In the Milne model, all of the universe explodes from a single event. A fixed "point" in space is stationary in only one reference frame. On the other hand, a fixed event can be the center of an expanding sphere in any and every reference frame.

The particles in the Milne universe are least dense in the center, and much more dense on the outside. Any observer in the Milne universe will be co-moving (but not necessarily co-located) with the center, in his own reference frame.

There is some argument that the Milne model can only represent an empty universe. I acknowledge that I have never understood this argument. Milne's own analysis was that there had to be an infinite amount of matter in the causally connected portion of the universe. The density of particles increases towards infinity at the outside edges.

The reason I wish to modify the Milne model is to add two or three major events. These events are sudden accelerations of our galaxy or explosions of the matter around our galaxy, while the universe was still very dense, well before our galaxy actually spread out into stars.

I found that an http://groups.google.com/group/sci.astro/msg/2751e0dc068c725c?hl=en" in the supernova data seemed consistent with this modified Milne Model.

Last edited by a moderator: May 4, 2017
2. Sep 9, 2010

### Chalnoth

It's not that difficult. You take General Relativity with some reasonable choice of coordinates (e.g. spherical with constant curvature), set the stress-energy tensor to zero, and you get the Milne model.

3. Sep 9, 2010

### phyzguy

No comment on your other questions, but DM refers to Distance Modulus, which is the difference between the apparent and absolute magnitudes.

4. Sep 9, 2010

### JDoolin

Thank Goodness. With the references to the lambda-DM model, I was afraid DM stood for dark matter.

5. Sep 9, 2010

### JDoolin

Unfortunately, that's still word salad to me. I'm trying to get a handle on general relativity https://www.physicsforums.com/showthread.php?t=424686"

But, the analysis I'm doing so far is for an object undergoing constant acceleration, (or sitting on the ground). To understand this, I gather, you'd have to do a related analysis for an object in free-fall. Is your idea of "curvature" a description of the gravitational potential through space?

Last edited by a moderator: Apr 25, 2017
6. Sep 9, 2010

### Chalnoth

Well, to explain a bit more, the meat of General Relativity comes down to this equation (ignoring constants for clarity):
$$G_{\mu\nu} = T_{\mu\nu}$$

The right hand side of this equation is all about matter. Specifically, it's a tensor which includes contributions from energy density, momentum density, pressure, and shear of matter fields (shear is a twisting force). The left hand side of this equation is all about the curvature of space-time.

When you write down something like the Milne cosmology, what you're doing is specifying the format of the left hand side of this equation. But particular cosmology only works if you set the right hand side to zero, which means no matter (no energy, no momentum, no pressure).

Does that help any?

By the way, I'd also like to point out that you can exclude the Milne cosmology very easily by combining supernova observations with other cosmological observations.

In a way, kind of, yes, curvature is related to the gravitational potential. It's not quite that simple, but that's the general picture. Applying General Relativity to a situation as specific as that, though, would require a lot of work, and if you are a beginner in the field, I wouldn't even try just yet.
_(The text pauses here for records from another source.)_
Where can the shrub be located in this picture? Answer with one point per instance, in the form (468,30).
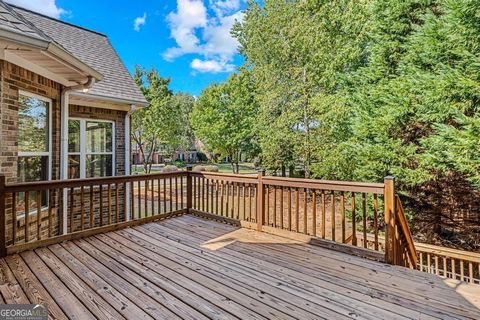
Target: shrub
(205,168)
(170,168)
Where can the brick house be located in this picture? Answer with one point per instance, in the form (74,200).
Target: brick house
(65,103)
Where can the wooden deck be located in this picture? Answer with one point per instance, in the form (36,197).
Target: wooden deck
(191,268)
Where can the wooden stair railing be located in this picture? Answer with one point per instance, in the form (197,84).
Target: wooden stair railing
(407,254)
(399,246)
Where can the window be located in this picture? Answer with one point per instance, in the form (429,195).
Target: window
(33,138)
(34,143)
(90,148)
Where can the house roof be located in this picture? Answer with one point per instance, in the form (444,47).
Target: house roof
(14,22)
(91,47)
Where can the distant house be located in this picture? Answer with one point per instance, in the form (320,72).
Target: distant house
(66,98)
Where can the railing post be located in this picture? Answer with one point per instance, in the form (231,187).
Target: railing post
(389,199)
(3,243)
(189,187)
(260,201)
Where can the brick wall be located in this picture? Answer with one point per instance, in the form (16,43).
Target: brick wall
(14,78)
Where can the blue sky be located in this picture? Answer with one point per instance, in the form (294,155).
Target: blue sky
(186,40)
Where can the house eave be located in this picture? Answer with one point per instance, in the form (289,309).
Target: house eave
(129,102)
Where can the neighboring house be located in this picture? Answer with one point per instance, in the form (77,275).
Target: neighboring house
(65,100)
(65,105)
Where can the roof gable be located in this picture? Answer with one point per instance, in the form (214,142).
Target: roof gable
(93,49)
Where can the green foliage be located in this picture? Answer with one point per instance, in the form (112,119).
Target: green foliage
(416,100)
(165,120)
(223,118)
(358,90)
(298,51)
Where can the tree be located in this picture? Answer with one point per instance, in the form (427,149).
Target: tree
(416,104)
(223,118)
(156,123)
(183,104)
(297,51)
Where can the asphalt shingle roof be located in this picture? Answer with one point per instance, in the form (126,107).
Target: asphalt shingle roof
(92,48)
(12,21)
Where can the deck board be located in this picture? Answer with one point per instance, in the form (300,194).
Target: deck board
(190,268)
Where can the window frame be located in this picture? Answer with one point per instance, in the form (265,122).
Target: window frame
(83,145)
(49,133)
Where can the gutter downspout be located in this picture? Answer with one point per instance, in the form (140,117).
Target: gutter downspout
(64,141)
(127,159)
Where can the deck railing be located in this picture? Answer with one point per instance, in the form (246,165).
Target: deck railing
(333,212)
(39,213)
(339,212)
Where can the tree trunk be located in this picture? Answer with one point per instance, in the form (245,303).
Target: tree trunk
(306,123)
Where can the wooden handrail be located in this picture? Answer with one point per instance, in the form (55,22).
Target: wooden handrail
(405,232)
(56,184)
(346,186)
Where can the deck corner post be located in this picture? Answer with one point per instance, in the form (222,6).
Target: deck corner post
(260,201)
(189,188)
(389,198)
(3,243)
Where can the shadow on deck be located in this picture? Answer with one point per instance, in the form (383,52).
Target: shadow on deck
(191,268)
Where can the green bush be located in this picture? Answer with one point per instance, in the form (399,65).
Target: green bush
(205,168)
(170,168)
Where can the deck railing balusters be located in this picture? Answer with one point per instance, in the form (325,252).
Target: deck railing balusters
(271,202)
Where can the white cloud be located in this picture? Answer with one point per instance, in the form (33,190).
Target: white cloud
(222,7)
(139,21)
(195,32)
(46,7)
(211,66)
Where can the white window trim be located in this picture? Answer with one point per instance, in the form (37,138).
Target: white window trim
(49,152)
(83,150)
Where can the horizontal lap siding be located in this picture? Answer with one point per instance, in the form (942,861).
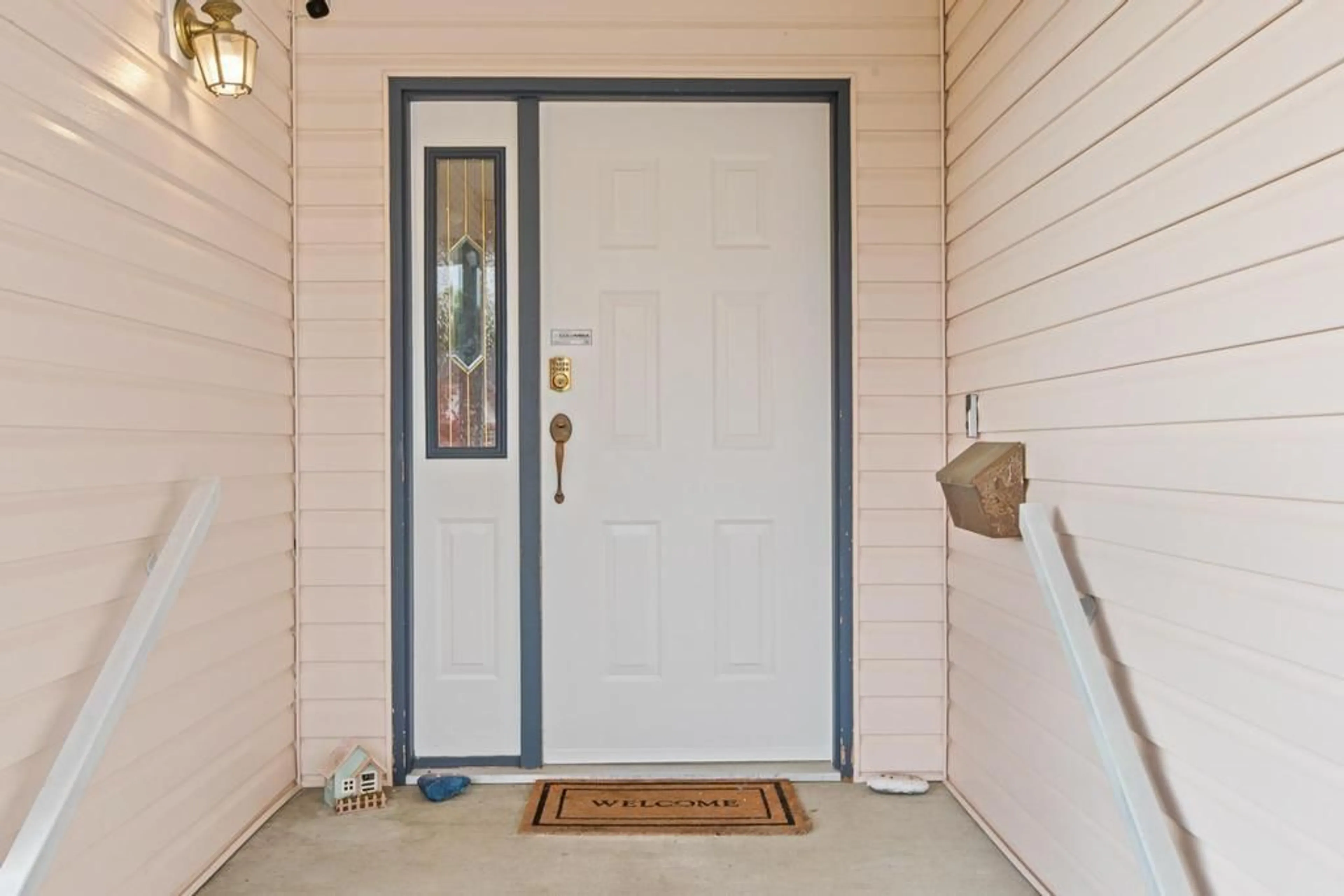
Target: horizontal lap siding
(146,342)
(889,49)
(1146,265)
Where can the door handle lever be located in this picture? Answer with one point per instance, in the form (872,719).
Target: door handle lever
(561,432)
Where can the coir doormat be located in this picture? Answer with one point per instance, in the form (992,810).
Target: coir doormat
(664,808)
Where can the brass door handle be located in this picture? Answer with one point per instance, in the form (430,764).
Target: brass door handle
(561,433)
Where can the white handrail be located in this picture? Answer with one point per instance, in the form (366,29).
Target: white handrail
(1148,825)
(34,848)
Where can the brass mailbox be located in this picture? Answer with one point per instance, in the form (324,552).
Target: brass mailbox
(984,486)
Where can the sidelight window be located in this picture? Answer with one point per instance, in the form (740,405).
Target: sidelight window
(465,305)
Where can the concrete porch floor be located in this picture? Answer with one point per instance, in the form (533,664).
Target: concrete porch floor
(862,843)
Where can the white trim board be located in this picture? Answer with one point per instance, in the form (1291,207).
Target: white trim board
(796,771)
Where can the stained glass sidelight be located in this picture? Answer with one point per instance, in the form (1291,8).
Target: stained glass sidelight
(465,327)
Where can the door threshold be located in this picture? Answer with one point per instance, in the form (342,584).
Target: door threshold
(796,771)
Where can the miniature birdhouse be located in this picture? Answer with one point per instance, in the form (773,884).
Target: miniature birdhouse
(355,781)
(984,486)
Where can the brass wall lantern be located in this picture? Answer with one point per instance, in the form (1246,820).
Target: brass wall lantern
(226,56)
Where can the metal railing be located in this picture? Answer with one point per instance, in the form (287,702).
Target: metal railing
(1159,859)
(33,851)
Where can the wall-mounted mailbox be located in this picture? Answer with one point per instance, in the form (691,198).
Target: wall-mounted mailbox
(984,486)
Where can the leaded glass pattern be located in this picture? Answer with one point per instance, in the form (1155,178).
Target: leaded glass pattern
(464,346)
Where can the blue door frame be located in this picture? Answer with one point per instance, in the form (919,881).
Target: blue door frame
(529,93)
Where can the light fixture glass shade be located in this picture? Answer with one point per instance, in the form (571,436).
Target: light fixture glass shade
(227,61)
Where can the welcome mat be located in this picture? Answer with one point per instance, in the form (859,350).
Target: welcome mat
(664,808)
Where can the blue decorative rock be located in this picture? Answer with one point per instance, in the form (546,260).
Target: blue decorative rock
(440,788)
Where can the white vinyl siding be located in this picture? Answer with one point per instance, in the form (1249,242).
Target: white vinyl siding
(890,49)
(146,342)
(1146,269)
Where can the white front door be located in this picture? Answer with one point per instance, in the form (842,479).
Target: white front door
(464,430)
(687,574)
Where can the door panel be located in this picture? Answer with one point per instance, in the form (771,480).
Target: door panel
(687,574)
(465,510)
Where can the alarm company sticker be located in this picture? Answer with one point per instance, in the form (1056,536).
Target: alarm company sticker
(572,338)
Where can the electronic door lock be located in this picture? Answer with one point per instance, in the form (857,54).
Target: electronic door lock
(562,374)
Last edited by a moderator: Apr 25, 2017
7. Sep 9, 2010

### George Jones

Staff Emeritus
Milne's universe is just an interesting coordinate system on a proper subset of Minkowski spacetime for special relativity. When Chalnoth says "constant curvature", he refers to the curvature of space. Since the Milne universe has no energy/matter content (and no dark energy), the Milne universe is a part of the flat spacetime of special relativity (zero spacetime curvature). For a demonstration of this, see

8. Sep 9, 2010

### Chalnoth

Actually, the Milne universe and special relativity are distinct, as the Milne universe has a constant spatial curvature.

9. Sep 9, 2010

### George Jones

Staff Emeritus
The Milne universe is just a special coordinate patch on part of Minkowski spacetime. Spatial curvature of the Milne universe is just the intrinsic curvature of a particular 3-dimensional hypersurface in Minkowski spacetime, the hypersurface that results when one (Milne) coordinate is held constant.

For another similar example, use standard spherical coordinates for Minkowski space. Holding t and r constant results in a constant intrinsic curvature 2-dimensional surface in Minkowski spacetime, a sphere.

10. Sep 9, 2010

### Chalnoth

I guess that makes sense. It would have to work out that the total space-time curvature of a Milne universe is identically zero, because obviously the Minkowski metric is also a solution to an empty universe.

11. Sep 9, 2010

### JDoolin

Not really. What do the matrices $$G_{\mu\nu} = T_{\mu\nu}$$ operate on? Do they input and output events, or do they input and output momentum vectors? What is the transform between? Transforming between what and what? The view from afar vs. the view nearby? The view in free-fall vs. the view from the ground? Ostensibly the matrices are four-by-four with either numbers or functions in each of the 16 positions, and should operate on explicit 1 by 4 vectors, which are also explicitly determined quantities.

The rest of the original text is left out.